62 00:07:13.750 00:07:18.829 Awaish Kumar: All orders. That includes all the orders, including the canceled orders.

63 00:07:19.450 00:07:20.629 Casie Aviles: This one.

64 00:07:20.630 00:07:23.410 Awaish Kumar: Any, yeah.

65 00:07:24.050 00:07:28.019 Awaish Kumar: But the other logic to match it with catalyst things.

66 00:07:28.150 00:07:31.790 Awaish Kumar: Is… should be there, in that… Hi, Katie.

67 00:07:32.110 00:07:34.189 Awaish Kumar: The original kit, yeah.

68 00:07:35.580 00:07:37.780 Casie Aviles: Okay, great, thank you.

69 00:07:38.550 00:07:43.460 Casie Aviles: Yeah, it’s just, I just wanted to, like, make sure, because I was getting…

70 00:07:44.060 00:07:51.600 Casie Aviles: I was just getting 5… refunds, so… I mean…

71 00:07:51.600 00:08:08.039 Awaish Kumar: I don’t… yeah, that might be correct. I don’t know about, like, how many of those are refunds.

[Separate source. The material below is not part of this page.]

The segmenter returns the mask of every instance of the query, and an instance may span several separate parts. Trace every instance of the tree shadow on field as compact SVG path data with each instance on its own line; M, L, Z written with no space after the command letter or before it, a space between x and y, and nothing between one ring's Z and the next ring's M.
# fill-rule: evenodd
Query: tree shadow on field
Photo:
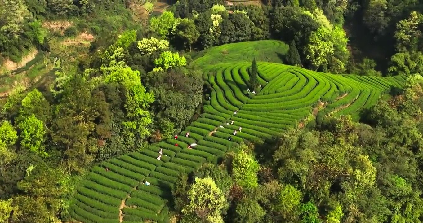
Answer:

Like, in that table, you can find many careless orders, but I don’t know how many of them have had refunds, you know, so maybe you can run your carrier and verify that.

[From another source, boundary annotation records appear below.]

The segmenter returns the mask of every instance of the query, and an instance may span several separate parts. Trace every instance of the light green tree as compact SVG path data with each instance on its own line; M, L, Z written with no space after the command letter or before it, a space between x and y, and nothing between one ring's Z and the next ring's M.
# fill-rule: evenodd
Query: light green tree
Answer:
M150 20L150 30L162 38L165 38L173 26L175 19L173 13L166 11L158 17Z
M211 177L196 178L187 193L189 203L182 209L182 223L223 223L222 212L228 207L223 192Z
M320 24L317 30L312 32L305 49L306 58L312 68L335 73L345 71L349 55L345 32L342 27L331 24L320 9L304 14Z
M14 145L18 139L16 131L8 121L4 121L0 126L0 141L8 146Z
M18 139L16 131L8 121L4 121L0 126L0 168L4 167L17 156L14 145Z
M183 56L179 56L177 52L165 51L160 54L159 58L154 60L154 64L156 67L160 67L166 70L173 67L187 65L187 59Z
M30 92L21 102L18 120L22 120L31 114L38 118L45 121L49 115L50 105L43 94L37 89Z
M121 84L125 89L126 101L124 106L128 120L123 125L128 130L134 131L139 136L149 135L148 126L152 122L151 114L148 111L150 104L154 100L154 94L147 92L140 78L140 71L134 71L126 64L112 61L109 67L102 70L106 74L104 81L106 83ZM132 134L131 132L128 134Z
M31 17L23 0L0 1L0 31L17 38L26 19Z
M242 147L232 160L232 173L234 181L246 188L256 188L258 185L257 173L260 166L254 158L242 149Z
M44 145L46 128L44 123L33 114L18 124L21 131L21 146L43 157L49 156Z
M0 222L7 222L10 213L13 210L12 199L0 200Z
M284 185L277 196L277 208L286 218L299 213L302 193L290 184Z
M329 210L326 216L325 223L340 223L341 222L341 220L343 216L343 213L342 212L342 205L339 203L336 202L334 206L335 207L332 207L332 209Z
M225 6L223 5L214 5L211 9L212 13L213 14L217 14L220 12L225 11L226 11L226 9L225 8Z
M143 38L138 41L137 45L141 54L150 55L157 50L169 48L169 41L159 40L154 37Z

72 00:08:09.080 00:08:09.820 Casie Aviles: Alright.

73 00:08:10.600 00:08:11.190 Awaish Kumar: Nope.

74 00:08:12.120 00:08:12.820 Casie Aviles: Okay.

75 00:08:12.820 00:08:16.979 Awaish Kumar: Yeah, let me just… All good? Okay, thank you.

76 00:08:17.140 00:08:18.850 Casie Aviles: Alright, thank you, Avish.

77 00:08:19.690 00:08:20.370 Awaish Kumar: Great.

78 00:08:21.340 00:08:21.890 Casie Aviles: No.